Our research has established an excellent model to help many physicians at Yale School of Medicine and Yale New Haven Hospital unravel mechanistic insights into disease progression using patients’ own iPSCs and modified tissues.
Yibing Qyang, PhD
“We can apply these findings to heart conditions associated with hypertension, diabetes, or aging,” Riaz said.
Applying the results to heart disease
“One of the fundamental challenges was that we had to generate iPSCs from the patient’s family,” Riaz added. Using this technology, Park was able to recreate primary cells from the cells of a patient with HCM, a process that takes more than a month. Riaz and Park used stem cells to identify the vital role of pathological tissue remodeling, which is caused by mutations in sarcomeric hypertrophic cardiomyopathy.
“We hope our findings will be replicated in the scientific community,” Riaz said. “This is an example of in situ research, where scientists extract materials from clinics and conduct the experiment in the lab, and then discover new ways to treat patients.”
The authors also noted that RNA sequencing could be used as a guide to characterizing the disease at the molecular level. Scientists may be able to identify more targeted drugs by examining the biomechanical properties of tissue. “We can now screen multiple drugs to see if any of these drugs are able to rescue the phenotype,” they said.
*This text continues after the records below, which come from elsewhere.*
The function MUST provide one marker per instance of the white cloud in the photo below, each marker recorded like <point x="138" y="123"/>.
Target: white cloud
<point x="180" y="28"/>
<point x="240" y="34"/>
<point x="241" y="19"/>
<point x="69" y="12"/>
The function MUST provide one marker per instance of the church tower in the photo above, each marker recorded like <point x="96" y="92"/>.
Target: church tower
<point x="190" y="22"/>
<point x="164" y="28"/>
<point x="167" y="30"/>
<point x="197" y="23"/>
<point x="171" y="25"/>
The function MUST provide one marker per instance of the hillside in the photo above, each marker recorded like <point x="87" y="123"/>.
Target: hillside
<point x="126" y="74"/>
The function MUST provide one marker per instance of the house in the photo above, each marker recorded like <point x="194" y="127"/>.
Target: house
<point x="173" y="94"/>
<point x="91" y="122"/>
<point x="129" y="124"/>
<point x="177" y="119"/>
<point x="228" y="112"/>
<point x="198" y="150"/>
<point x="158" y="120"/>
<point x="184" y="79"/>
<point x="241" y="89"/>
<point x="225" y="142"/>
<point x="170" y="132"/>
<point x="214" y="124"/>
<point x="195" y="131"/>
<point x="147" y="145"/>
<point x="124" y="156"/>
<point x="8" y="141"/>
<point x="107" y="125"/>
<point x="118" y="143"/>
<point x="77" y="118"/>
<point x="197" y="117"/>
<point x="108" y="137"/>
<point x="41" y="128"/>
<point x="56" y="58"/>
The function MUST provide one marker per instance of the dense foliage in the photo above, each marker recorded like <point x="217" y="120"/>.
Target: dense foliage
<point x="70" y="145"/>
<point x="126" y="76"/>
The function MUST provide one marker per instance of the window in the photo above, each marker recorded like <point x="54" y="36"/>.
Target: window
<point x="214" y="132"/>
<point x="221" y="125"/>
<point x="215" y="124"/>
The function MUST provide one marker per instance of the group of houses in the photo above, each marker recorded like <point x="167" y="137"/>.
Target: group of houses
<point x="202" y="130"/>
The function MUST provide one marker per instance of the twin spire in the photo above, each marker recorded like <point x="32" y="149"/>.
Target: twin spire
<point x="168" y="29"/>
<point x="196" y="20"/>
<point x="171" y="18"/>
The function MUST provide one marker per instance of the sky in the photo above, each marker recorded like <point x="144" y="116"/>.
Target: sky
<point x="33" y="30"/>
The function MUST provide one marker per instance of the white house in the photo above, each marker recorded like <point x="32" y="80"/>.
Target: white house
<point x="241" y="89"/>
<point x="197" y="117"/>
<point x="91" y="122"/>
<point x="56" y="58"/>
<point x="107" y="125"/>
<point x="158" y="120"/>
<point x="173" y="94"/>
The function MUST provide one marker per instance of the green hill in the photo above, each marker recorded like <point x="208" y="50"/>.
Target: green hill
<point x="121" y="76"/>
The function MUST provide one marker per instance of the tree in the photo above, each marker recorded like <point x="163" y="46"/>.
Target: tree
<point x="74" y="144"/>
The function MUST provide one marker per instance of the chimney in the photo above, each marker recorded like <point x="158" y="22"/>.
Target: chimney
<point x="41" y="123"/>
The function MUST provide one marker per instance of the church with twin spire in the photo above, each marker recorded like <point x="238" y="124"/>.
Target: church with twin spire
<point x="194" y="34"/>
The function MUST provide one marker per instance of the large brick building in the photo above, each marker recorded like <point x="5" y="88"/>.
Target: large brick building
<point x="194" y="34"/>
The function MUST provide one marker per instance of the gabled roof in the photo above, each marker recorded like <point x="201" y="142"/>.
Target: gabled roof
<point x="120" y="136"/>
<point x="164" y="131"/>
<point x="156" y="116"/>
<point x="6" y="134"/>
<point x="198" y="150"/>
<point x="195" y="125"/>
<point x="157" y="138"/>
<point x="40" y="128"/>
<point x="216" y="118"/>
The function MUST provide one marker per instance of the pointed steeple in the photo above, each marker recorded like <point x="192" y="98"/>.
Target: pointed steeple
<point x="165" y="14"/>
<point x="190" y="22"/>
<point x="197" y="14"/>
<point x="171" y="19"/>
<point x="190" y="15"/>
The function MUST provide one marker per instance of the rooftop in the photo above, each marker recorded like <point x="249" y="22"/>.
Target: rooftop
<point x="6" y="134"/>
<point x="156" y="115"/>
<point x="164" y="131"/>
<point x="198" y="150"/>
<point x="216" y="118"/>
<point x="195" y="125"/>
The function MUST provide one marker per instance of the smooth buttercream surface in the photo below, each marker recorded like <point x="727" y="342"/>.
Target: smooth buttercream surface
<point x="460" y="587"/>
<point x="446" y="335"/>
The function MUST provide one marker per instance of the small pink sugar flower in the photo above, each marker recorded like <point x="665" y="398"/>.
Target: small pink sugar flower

Riaz, now a research associate at the Qyang lab, started out as a cancer researcher. He obtained a doctorate from the Erasmus University Medical Center, based in Rotterdam, the Netherlands. He then studied genetic disorders of skeletal muscle diseases before joining the lab in 2017.
Park, also from the Qyang lab, graduated from Seoul National University, South Korea, in 2013. He did postdoctoral research at the University of Missouri, where he focused on vascular biology and emerging areas of stem cell technology.